The exterior of Houston Methodist Hospital can be seen on June 9, 2021 in Houston, Texas. Houston Methodist Hospital has suspended 178 employees for 14 days without pay for their refusal to comply with the COVID-19 vaccine requirement. (Photo by Brandon Bell/Getty Images)

HOUSTON (KXAN) — Houston Methodist Hospital in Texas has suspended ear, nose and throat doctor privileges after tweeting differing opinions about COVID-19 vaccines, including advising patients to get it.

A hospital representative confirmed Dr. Mary Talley Bowden at the Washington Post. Houston Methodist said Bowden was spreading “dangerous misinformation that is not based on science.”

The hospital said she only recently joined staff and had been vaccinated against COVID-19.
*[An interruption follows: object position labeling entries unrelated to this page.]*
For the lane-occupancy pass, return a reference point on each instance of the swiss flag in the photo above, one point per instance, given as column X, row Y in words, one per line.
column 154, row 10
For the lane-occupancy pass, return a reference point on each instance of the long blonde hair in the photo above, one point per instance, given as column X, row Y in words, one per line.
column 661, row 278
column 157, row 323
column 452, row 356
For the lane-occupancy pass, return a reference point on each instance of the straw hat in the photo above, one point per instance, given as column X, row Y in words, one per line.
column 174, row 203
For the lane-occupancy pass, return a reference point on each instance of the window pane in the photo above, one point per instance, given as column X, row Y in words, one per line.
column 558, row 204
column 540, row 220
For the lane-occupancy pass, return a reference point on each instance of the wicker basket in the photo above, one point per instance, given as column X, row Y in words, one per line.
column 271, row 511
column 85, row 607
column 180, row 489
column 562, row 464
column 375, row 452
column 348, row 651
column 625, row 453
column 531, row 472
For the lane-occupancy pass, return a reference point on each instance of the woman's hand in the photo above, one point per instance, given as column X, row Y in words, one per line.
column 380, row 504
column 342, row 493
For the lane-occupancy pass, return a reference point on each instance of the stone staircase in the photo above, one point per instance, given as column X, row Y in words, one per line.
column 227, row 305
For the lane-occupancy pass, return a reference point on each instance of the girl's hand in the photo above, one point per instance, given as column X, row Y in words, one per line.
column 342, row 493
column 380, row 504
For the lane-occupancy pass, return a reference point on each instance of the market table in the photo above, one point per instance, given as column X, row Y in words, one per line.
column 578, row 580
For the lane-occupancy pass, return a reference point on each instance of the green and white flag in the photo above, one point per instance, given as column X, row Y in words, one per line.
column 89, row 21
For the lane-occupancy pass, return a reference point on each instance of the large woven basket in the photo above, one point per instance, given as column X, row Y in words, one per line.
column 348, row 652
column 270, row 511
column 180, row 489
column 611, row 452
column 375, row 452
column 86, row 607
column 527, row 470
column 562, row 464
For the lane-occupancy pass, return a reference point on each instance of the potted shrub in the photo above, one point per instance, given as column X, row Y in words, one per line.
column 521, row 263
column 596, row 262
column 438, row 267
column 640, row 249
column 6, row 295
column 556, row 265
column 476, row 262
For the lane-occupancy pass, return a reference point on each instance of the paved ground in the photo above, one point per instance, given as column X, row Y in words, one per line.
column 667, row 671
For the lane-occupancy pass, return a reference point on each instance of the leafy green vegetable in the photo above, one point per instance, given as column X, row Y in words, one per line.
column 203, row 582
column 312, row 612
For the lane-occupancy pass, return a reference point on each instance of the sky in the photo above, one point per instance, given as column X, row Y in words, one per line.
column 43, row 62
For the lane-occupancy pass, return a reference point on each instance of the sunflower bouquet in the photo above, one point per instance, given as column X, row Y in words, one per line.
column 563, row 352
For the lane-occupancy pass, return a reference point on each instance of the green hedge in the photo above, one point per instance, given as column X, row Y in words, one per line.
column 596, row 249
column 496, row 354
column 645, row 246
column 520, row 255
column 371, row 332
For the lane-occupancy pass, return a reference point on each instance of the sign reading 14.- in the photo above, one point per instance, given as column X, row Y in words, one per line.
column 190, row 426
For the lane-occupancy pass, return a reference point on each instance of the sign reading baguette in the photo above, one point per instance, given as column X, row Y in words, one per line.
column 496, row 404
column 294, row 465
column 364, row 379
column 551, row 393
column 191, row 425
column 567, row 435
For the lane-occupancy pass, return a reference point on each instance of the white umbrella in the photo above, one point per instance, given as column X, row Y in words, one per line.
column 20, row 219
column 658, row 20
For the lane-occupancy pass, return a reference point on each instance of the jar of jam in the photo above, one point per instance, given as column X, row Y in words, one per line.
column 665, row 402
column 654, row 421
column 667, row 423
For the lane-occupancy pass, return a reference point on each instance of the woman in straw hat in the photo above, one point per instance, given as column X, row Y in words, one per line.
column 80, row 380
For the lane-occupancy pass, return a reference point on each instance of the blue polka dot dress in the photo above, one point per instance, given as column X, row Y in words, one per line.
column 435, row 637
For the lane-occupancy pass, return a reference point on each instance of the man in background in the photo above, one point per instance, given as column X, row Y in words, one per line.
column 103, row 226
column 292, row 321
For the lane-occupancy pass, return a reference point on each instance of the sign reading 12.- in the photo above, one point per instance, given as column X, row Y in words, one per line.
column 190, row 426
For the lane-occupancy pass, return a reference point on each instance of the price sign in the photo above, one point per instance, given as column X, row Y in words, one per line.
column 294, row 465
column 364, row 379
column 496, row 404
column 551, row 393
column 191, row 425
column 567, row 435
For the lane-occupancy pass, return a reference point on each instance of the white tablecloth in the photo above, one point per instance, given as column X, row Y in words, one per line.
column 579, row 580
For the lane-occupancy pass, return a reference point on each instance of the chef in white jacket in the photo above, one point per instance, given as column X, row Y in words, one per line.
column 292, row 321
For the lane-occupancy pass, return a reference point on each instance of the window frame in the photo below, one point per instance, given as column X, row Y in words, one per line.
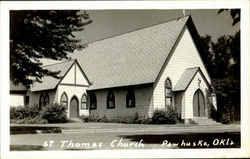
column 109, row 99
column 91, row 97
column 82, row 102
column 41, row 100
column 168, row 96
column 130, row 94
column 46, row 102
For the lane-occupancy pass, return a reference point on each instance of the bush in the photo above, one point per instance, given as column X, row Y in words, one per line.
column 165, row 116
column 22, row 112
column 54, row 113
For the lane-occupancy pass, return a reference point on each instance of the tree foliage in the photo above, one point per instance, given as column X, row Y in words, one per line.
column 235, row 14
column 37, row 34
column 224, row 57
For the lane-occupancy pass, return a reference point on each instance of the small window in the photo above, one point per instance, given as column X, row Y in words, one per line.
column 84, row 102
column 93, row 102
column 64, row 100
column 44, row 99
column 168, row 92
column 110, row 100
column 130, row 99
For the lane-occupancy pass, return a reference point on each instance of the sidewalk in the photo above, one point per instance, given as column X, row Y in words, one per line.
column 116, row 127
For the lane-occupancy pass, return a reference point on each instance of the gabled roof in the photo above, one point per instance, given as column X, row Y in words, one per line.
column 132, row 58
column 50, row 82
column 186, row 78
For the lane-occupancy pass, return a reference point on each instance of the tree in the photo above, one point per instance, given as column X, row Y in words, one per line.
column 37, row 34
column 224, row 57
column 235, row 14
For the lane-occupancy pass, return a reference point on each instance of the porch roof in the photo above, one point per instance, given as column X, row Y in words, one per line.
column 186, row 78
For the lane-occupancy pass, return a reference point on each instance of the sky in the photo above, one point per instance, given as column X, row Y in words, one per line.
column 107, row 23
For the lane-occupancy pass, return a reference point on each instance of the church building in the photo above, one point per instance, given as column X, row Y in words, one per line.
column 136, row 72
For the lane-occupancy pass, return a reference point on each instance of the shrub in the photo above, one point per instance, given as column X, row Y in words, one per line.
column 54, row 113
column 22, row 112
column 167, row 115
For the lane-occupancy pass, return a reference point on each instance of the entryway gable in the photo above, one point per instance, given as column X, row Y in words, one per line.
column 197, row 84
column 75, row 76
column 80, row 76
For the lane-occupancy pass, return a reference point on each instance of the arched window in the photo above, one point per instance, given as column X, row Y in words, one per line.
column 93, row 102
column 130, row 99
column 44, row 99
column 110, row 100
column 41, row 100
column 168, row 92
column 84, row 102
column 64, row 100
Bowden tweeted earlier this month that she was “shifting focus to treating the unvaccinated” because of the “current climate and writing on the wall”. She also promoted experimental treatments over the FDA-approved coronavirus vaccines.

In a Twitter threadHouston Methodist explained, saying in part: “These opinions, which are detrimental to the community, do not reflect reliable medical evidence or the values ​​of Houston Methodist, where we have treated more than 25,000 inpatient COVID-19 patients and where all of our employees and doctors have been vaccinated to protect our patients . ”
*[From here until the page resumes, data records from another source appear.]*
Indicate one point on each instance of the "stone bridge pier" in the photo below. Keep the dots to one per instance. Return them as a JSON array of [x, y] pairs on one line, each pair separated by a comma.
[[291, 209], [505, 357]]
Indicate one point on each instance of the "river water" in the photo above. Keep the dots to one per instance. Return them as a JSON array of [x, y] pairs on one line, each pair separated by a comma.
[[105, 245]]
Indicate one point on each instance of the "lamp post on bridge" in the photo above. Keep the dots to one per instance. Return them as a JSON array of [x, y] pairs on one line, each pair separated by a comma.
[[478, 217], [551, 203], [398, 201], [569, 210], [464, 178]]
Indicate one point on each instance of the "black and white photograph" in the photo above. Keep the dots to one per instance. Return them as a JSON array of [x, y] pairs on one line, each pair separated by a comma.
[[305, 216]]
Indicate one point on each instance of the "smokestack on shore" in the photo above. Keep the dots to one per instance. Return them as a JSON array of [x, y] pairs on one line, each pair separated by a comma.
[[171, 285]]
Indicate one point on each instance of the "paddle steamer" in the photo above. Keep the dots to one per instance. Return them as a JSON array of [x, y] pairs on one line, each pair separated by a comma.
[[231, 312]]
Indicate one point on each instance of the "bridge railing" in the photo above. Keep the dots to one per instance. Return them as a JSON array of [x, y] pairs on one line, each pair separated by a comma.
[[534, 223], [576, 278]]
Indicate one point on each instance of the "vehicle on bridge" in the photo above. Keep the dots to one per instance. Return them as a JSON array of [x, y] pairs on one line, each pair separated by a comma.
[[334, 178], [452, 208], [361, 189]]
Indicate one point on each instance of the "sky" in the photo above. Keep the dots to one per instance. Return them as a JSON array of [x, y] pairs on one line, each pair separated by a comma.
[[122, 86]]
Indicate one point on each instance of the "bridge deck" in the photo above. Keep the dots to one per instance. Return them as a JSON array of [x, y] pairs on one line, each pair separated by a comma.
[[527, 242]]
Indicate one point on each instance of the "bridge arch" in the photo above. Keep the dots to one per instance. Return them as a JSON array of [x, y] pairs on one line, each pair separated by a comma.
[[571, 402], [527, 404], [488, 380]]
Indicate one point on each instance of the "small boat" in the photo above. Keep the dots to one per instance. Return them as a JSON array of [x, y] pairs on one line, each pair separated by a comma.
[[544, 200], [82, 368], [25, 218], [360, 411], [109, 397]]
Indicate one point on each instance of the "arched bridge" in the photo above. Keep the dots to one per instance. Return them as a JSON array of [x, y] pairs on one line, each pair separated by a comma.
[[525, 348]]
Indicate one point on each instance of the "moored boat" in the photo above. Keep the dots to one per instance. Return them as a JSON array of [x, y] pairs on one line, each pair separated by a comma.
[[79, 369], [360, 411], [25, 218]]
Houston Methodist said it “will not and will not refuse care” to a patient based on their vaccination status.

(Screenshot of Houston Methodist Hospital tweet via Twitter)

Bowden also promoted the use of the antiparasitic drug ivermectin — even though it’s not FDA-approved for COVID-19 treatment and has been overwhelmingly shown to have near-zero efficacy.

Bowden previously made headlines after the wife of one of her patients sued Texas Huguley Hospital in Fort Worth to allow Bowden to give her husband, who had been hospitalized for more than a month, ivermectin treatment. During court testimony, Bowden claimed she had successfully treated more than 2,000 COVID-19 patients with the drug, the Fort Worth-Star Telegram reports.

Although the request was originally granted, Texas Huguley appealed. The decision on whether or not Bowden will be allowed to treat patient Jason Jones is now on hold pending arguments and review.

Bowden’s attorney, Steven Mitby, told the Washington Post that his client is “not anti-vaccine,” but that she “believes that people should have a choice and believes that all people, regardless of vaccine status, should have access to the same high-quality health care.” .”

Bowden owns a private practice in downtown Houston that offers salt cave inhalation (where a person sits in an enclosure and inhales Himalayan pink salt) and an infrared sauna—something typically spa treatment—as COVID-19 remedies.

On Monday, Bowden gave an interview to Houston-based conservative radio host Michael Berry in an episode called “Cancelled For COVID.”

KXAN contacted Bowden’s attorney for comment and did not hear back by publishing time.